Why are they needed?
- Key human rights mechanisms of the United Nations have affirmed States’ obligation to ensure effective protection of all persons from discrimination based on sexual orientation or gender identity.
- However, the international response has been fragmented and inconsistent, creating the need for a consistent understanding of the comprehensive regime of international human rights law and its application to issues of sexual orientation and gender identity.
- The Yogyakarta Principles do this.
How did the Principles come about?
The Principles were developed and unanimously adopted by a distinguished group of human rights experts, from diverse regions and backgrounds, including judges, academics, a former UN High Commissioner for Human Rights, UN Special Procedures, members of treaty bodies, NGOs and others.

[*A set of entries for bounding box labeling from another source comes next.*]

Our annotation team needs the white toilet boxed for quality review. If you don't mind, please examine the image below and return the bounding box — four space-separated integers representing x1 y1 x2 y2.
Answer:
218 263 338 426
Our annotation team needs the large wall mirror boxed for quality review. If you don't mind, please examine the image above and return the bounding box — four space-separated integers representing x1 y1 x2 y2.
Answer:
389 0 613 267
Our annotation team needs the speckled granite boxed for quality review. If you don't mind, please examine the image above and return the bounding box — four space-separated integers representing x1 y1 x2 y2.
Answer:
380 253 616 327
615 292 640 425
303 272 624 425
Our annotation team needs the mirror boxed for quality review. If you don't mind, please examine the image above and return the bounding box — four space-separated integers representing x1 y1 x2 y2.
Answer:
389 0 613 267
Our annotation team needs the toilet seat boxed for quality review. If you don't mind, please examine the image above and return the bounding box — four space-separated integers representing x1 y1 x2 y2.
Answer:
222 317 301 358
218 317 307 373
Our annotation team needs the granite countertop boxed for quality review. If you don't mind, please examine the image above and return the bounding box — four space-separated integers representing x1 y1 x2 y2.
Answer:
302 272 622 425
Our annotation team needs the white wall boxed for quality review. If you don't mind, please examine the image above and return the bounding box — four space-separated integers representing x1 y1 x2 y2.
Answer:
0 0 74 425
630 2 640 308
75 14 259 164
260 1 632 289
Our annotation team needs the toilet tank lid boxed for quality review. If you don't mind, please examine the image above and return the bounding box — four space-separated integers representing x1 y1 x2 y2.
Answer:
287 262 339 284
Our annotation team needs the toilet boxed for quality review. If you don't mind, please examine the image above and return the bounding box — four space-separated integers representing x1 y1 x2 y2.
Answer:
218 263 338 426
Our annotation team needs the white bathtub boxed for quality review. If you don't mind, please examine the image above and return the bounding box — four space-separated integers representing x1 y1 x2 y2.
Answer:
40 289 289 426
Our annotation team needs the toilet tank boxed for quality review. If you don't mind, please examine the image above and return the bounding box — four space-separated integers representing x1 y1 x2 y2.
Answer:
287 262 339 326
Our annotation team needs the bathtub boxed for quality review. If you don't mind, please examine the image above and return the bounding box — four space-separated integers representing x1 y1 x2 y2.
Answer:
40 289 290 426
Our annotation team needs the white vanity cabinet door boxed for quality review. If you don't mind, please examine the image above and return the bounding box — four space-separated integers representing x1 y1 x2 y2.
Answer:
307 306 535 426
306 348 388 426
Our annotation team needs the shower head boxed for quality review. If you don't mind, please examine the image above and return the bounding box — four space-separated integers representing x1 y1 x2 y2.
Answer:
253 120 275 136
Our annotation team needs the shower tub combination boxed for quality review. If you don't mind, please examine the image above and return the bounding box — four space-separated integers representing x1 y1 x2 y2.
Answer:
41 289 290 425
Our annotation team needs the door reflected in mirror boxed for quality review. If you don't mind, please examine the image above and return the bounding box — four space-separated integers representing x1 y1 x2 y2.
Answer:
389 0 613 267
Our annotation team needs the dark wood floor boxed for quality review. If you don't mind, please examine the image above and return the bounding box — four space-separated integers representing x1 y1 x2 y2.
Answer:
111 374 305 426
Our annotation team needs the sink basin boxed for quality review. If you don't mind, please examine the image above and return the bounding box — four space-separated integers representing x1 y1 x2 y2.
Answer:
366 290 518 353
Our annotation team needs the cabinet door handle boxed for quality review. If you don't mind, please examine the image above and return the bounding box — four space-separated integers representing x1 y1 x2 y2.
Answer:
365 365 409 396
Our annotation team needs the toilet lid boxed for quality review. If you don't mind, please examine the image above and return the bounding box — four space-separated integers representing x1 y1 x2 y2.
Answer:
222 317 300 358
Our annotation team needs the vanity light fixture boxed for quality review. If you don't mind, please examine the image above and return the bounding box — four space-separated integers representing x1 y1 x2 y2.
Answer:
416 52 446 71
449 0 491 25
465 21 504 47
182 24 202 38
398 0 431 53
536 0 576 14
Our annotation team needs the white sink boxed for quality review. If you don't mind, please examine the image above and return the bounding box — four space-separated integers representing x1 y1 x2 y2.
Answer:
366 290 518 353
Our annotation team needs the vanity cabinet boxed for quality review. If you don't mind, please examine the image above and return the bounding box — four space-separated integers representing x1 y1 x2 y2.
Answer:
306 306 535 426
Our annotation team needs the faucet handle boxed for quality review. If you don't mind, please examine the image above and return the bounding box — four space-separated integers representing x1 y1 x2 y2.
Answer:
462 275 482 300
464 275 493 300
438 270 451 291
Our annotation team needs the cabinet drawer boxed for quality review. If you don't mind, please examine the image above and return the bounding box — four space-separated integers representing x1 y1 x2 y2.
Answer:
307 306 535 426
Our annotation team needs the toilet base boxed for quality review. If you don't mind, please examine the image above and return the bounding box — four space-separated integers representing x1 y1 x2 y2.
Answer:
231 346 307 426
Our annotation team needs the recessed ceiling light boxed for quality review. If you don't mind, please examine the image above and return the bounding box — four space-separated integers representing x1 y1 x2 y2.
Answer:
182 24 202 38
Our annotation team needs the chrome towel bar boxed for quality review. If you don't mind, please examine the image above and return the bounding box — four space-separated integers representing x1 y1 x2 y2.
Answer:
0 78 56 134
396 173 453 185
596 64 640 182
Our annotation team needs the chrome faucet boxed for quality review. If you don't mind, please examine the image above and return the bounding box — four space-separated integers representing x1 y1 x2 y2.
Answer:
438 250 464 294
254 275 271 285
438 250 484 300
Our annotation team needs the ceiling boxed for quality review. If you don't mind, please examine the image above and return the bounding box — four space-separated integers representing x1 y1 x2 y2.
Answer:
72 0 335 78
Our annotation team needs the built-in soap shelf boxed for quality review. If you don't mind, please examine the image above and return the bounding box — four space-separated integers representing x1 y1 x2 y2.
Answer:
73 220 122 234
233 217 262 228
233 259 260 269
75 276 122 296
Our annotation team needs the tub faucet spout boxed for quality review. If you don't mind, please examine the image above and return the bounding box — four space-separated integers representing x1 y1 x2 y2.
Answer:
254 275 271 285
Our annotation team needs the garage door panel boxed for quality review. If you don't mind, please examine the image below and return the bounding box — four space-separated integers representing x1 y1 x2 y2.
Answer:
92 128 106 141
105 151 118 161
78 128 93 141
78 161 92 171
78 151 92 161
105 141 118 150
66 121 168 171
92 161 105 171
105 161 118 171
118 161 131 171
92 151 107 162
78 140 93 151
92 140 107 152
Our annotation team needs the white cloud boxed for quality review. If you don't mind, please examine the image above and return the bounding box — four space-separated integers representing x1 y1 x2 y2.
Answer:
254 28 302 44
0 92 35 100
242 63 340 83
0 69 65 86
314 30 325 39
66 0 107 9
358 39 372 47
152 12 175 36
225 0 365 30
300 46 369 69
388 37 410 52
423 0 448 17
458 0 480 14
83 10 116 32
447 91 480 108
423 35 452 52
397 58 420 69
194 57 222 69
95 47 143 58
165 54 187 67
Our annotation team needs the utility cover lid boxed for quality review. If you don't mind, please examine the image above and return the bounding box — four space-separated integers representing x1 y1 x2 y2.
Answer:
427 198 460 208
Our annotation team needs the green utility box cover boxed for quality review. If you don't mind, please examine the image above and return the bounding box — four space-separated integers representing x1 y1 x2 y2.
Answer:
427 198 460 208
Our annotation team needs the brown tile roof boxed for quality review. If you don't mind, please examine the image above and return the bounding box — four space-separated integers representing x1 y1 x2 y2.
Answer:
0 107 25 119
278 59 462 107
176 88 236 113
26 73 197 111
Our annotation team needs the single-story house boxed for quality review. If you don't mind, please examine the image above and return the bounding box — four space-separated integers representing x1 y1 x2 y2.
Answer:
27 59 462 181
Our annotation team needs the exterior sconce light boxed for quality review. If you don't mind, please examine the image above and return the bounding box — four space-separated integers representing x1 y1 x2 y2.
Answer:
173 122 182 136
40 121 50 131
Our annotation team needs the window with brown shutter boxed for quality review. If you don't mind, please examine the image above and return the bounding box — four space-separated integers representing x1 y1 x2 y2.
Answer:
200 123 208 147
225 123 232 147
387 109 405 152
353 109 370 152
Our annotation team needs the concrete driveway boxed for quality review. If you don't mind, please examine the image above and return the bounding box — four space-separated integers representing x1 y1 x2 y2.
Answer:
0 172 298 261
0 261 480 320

- A key event in the development of the Principles was an international seminar of many of these legal experts that took place in Yogyakarta, Indonesia at Gadjah Mada University from 6 to 9 November 2006.
- That seminar clarified the nature, scope and implementation of States’ human rights obligations in relation to sexual orientation and gender identity under existing human rights treaties and law.
What do they cover?
The Yogyakarta Principles address the broad range of human rights standards and their application to issues of sexual orientation and gender identity.
- These include extrajudicial executions, violence and torture, access to justice, privacy, non-discrimination, rights to freedom of expression and assembly, employment, health, education, immigration and refugee issues, public participation, and a variety of other rights.
How can these rights be implemented?
The Principles affirm the primary obligation of States to implement human rights. Each Principle is accompanied by detailed recommendations to States.
- The Principles also emphasise, however, that all actors have responsibilities to promote and protect human rights.
- Additional recommendations are therefore addressed to the UN human rights system, national human rights institutions, the media, non-governmental organisations, and others.